Kök hücre hakkında da bilgiler veren Prof. Dr. Büyükafşar, kök hücreleri canlı vücudunda uzun süre bölünebilen, kendini yenileyen ve aynı zamanda vücudun ihtiyacına göre farklılaşarak, istenilen dokulara dönüşebilen hücreler olarak tanımladı. Kök hücrelerin sahip oldukları potansiyel dolayısıyla pek çok hastalığın tedavisinde umut ışığı olduğunu vurgulayan Büyükafşar, kök hücre araştırmalarının kendini yenileme yeteneği zayıf olan doku ve organ hastalıklarının tedavisi ile doku ve organ nakli için kaynak yaratmayı hedeflediğini kaydetti. Kök hücre uygulamaları sonucunda inme, Alzheimer, kalp yetmezliği, diyabet ve kanser gibi tedavisi pek de mümkün olmayan birçok hastalığın tedavi edilebilir hale gelebileceğini söyleyen Büyükafşar, kök hücrelerin temel ve klinik araştırmalar alanlarında kullanıldığını ifade etti.
Araştırma Grubu Başkanı Prof. Dr. Ünal da kök hücrelerin klinikteki kullanım alanlarını anlatarak, kök hücreleri, Mezenkimal Kök Hücreler (MKH) bağlamında ele aldı. Ünal, “MKH immünosüpresif etkiye sahip hücrelerdir.

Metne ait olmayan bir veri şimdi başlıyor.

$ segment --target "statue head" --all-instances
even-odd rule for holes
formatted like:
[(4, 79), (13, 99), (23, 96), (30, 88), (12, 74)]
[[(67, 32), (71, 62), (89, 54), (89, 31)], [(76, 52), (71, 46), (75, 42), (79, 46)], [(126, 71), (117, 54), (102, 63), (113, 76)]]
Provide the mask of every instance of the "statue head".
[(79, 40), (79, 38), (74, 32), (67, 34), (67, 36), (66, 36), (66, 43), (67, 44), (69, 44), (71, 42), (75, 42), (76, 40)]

Bu hücreler biyoaktif moleküller salgılıyorlar ve bu sayede farklı dokularda farklı işlevsel görevler yapabiliyorlar. En önemli özelliği de hangi dokuya gönderilirse o dokunun hücrelerine dönüşerek, o dokuda tamir görevini üstleniyor olmaları” dedi.
MERKÖK laboratuvar sorumlusu Yrd. Doç. Dr. Özçimen ise MERKÖK’ün Kök Hücre Hazırlık, Flow Cytometry ve Doku Kültürü olmak üzere üç laboratuvara sahip olduğu bilgisini vererek, bu laboratuvarlarda yürütülen çalışmaları anlattı.